Sophisticated drug subs are the latest tool drug runners are using to bring cocaine north from Colombia, it was reported on 20 March 2008. Although the vessels were once viewed as a quirky sideshow in the drug war, they're fitting faster, more seaworthy, and capable of carrying bigger loads of drugs than earlier models, according to those charged with catching them.

Sales to consumers

Cocaine adulterated with fruit flavoring

Cocaine is readily available in all major countries' metropolitan areas. According to the Summer 1998 Pulse Check, published by the U.S. Office of National Drug Control Policy, cocaine use had stabilised across the country, with a few increases reported in San Diego, Bridgeport, Miami, and Boston. In the West, cocaine usage was lower, which was thought to be due to a switch to methamphetamine among a few users; methamphetamine is cheaper, three and a half times more powerful, and lasts 12–24 times longer with each dose. Nevertheless, the number of cocaine users remain high, with a large concentration among urban youth.

In addition to the amounts previously mentioned, cocaine can be sold in "bill sizes": As of 2007 for example, $10 might purchase a "dime bag", a quite small amount (0.1–0.15 g) of cocaine. Twenty dollars might purchase 0.15–0.3 g. Notwithstanding in lower Texas, it is sold cheaper due to it being easier to receive: a dime for $10 is 0.4 g, a 20 is 0.8–1.0 g and an 8-ball (3.5 g) is sold for $60 to $80, depending on the quality and dealer. These amounts and prices are quite popular among young people because they're inexpensive and easily concealed on one's body. Quality and price can vary dramatically depending on supply and demand, and on geographic region.

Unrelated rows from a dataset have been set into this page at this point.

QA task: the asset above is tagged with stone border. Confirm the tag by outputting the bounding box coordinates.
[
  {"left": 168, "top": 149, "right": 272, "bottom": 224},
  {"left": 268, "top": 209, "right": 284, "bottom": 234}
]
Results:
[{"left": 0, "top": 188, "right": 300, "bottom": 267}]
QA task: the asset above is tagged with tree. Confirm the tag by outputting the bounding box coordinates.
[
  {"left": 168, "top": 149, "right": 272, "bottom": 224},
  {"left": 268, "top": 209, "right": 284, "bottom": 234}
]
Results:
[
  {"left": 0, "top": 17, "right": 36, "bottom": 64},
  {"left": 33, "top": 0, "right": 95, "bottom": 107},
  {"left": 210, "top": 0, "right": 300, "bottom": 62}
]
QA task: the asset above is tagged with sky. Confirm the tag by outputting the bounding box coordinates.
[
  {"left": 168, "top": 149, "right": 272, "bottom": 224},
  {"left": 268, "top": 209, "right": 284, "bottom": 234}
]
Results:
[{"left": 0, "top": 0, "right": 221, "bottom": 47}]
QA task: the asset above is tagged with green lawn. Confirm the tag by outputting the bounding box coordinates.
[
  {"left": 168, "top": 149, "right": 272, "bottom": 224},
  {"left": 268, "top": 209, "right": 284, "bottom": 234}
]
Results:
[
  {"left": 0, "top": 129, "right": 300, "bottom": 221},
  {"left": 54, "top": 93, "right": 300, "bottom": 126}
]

In 2008, the European Monitoring Centre for Drugs and Drug Addiction reports that the typical retail price of cocaine varied between €50 and €75 per gramme in most European countries, although Cyprus, Romania, Sweden and Turkey reported much higher values.

Consumption

World annual cocaine consumption, as of 2000, stood at around 600 tonnes, with the United States consuming around 300 t, fifty percent of the total, Europe about 150 t, twenty-five percent of the total, and the rest of the world the remaining 150 t or 25%.

The 2010 UN World Drug Report concluded that "it appears that the North American cocaine market has declined in value from US$47 billion in 1998 to US$38 billion in 2008. Between 2006 and 2008, the value of the market remained basically stable."

Research

In 2005, researchers proposed the use of cocaine in conjunction with phenylephrine administered in the form of an eye drop as a diagnostic test for Parkinson's disease.